Additionally, HR is often slow to act because it reports to business leaders and board members — just like any other department. We are not independent entities, and we must ask for permission before we fire someone for cause. If we had the power and purview to discipline or fire someone on demand and without apology, we might do it. But there is no one in HR who isn’t waylaid by bureaucracy and politics like the rest of the company.
While employers have a legal obligation to prevent hostile work environments and address sexual harassment claims, your local HR representative will not force the CEO to fire someone. At best, HR is there to oversee an investigation.
At worse, they sweep it under the rug.
What to do if HR fails you
What happens if you find yourself like Maya and wondering if your sexual harassment investigation fell into a black hole? Or what if it feels like you have little power in the process as you wait? Kate Bischoff, a Minneapolis-based employment attorney who works with employers and employees to resolve sexual harassment complaints, advises that you don’t have to go to HR, adding that if you feel that your manager is more likely to have your back, you can report the incident to them too.

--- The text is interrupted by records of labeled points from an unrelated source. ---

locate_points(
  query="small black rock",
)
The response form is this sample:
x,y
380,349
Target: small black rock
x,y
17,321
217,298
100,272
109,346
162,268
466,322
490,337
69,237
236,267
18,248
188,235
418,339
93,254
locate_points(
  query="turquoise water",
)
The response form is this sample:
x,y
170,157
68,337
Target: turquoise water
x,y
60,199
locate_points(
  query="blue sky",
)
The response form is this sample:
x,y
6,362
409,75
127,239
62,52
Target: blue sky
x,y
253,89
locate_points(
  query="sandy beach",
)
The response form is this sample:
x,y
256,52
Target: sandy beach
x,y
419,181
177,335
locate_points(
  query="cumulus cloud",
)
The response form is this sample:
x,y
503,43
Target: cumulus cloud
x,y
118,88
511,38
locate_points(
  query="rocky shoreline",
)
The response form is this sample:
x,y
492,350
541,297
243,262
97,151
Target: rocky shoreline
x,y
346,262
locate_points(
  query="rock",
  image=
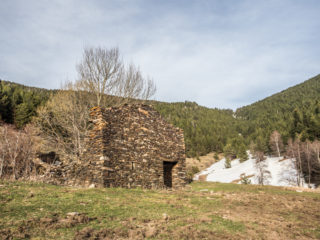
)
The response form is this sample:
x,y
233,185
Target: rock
x,y
150,232
72,214
31,195
165,217
204,190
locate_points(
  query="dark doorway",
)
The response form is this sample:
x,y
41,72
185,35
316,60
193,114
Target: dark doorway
x,y
167,173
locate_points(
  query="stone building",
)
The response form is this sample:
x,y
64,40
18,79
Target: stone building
x,y
133,146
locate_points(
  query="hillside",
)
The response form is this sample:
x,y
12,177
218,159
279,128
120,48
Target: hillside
x,y
294,111
277,172
205,129
202,211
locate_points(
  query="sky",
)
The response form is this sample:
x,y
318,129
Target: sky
x,y
223,54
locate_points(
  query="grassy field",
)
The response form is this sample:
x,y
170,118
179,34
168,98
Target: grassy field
x,y
201,211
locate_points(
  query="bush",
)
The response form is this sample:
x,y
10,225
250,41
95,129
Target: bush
x,y
191,172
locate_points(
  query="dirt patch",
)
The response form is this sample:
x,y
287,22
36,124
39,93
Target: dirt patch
x,y
27,227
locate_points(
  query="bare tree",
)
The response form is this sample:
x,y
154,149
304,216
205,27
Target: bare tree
x,y
17,149
103,73
294,152
64,120
261,166
276,142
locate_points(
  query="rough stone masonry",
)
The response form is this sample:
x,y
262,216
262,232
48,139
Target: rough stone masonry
x,y
133,146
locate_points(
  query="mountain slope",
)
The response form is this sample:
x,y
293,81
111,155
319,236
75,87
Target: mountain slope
x,y
294,111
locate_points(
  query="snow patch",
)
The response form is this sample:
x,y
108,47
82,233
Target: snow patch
x,y
282,171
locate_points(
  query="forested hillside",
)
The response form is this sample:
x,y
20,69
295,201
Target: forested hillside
x,y
292,112
18,103
205,129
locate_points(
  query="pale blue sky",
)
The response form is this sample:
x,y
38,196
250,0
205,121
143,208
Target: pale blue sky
x,y
222,54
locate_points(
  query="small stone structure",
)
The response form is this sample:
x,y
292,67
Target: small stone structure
x,y
133,146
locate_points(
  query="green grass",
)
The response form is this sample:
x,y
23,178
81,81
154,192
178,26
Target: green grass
x,y
23,204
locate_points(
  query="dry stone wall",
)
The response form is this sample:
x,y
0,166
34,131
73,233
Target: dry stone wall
x,y
133,146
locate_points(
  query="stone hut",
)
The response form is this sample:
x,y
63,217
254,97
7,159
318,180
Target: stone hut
x,y
133,146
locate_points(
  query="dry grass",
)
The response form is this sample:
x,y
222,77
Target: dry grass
x,y
203,162
201,211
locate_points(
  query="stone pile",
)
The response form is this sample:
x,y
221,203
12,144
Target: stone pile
x,y
128,146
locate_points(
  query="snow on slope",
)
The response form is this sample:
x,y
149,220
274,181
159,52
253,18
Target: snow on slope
x,y
282,171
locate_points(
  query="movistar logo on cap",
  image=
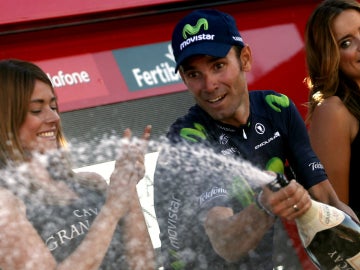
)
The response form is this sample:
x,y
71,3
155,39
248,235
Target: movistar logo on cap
x,y
193,30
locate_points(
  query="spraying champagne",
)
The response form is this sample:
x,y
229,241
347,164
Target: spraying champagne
x,y
330,237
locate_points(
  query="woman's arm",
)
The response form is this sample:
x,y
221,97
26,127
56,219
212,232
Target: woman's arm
x,y
331,134
22,248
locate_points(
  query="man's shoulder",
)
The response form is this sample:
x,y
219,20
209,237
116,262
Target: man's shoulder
x,y
268,101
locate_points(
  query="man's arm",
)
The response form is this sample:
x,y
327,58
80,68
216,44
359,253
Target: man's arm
x,y
233,235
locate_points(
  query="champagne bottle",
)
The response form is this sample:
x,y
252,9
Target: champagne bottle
x,y
330,237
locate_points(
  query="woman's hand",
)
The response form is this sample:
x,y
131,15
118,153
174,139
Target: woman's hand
x,y
129,168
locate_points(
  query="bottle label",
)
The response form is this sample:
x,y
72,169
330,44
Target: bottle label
x,y
354,261
326,217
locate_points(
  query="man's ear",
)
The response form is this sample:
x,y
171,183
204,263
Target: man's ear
x,y
246,59
181,73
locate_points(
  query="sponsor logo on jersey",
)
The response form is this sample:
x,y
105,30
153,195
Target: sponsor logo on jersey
x,y
259,128
223,139
316,166
276,135
213,193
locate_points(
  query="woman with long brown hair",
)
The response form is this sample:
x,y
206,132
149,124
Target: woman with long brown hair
x,y
333,59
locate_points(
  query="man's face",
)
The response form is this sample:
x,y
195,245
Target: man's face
x,y
219,85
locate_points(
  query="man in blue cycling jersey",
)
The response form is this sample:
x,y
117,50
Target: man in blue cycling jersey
x,y
201,225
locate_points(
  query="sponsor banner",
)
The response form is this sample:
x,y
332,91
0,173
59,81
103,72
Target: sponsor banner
x,y
90,80
77,81
148,66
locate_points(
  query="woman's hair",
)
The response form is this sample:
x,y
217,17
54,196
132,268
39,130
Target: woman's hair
x,y
17,82
325,79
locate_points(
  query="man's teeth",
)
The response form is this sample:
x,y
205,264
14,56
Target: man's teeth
x,y
47,134
216,99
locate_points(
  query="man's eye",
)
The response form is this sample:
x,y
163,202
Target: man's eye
x,y
219,65
192,74
345,44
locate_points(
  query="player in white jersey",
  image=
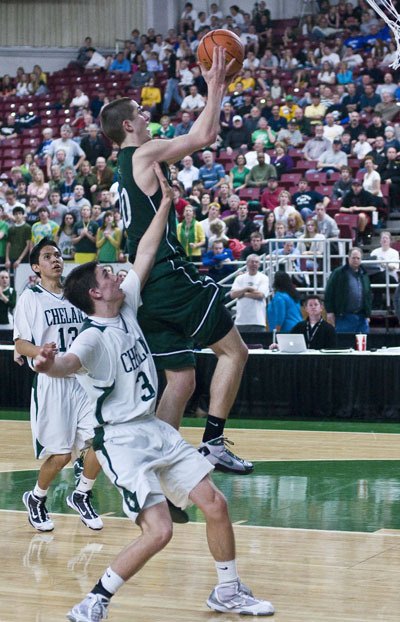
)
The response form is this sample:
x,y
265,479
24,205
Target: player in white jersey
x,y
143,456
62,418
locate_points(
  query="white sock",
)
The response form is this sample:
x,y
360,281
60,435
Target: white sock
x,y
39,492
85,484
111,581
226,571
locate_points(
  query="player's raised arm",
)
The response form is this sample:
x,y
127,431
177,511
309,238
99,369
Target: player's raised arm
x,y
150,241
47,362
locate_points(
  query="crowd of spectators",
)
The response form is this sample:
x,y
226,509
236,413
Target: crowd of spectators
x,y
309,138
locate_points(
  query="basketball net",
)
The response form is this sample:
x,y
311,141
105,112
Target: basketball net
x,y
388,13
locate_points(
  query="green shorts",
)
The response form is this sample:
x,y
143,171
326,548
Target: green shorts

”While no one aside from the harasser wanted this to happen to you,” she adds, “it may feel like everyone is working against you once you report. If they are, you may have a retaliation claim,” referring to any punishment an employee might experience after reporting discrimination or harassment. Retaliation claims are filed with the Equal Employment Opportunity Commission, and I’d recommend hiring a lawyer if you plan on going this route to help you gather evidence and whatever else you might need. Keep in mind that filing a complaint is still a risk: History shows us that there are no guarantees that an investigation will end in your favor.
It’s hard to know what one can do in situations like this where you feel — and in many ways are — powerless. Some of it comes down to resources at your disposal. If you’ve been harassed, follow your company’s protocols and report the incident to HR, but be ready to channel your inner Susan Fowler and contact a lawyer or the National Women’s Law Center for legal help. Also, find a mentor and confide in that person about your job circumstances and career prospects — it might make you feel like you’re less alone in navigating this. While the investigation takes place, don’t quit on your career. Not that most workers can afford to quit. That’s why most have jobs in the first place.
One thing is for sure: Rushing to meet with HR is not going to stop sexual harassment. The fix is in, and it’s still on the side of your employer.
*Name has been changed.
Laurie Ruettimann is a former HR leader turned writer, speaker, and consultant known for her common sense style and straightforward approach to workforce issues. Her next book, Let’s Fix Work, will be published by Henry Holt in late 2020.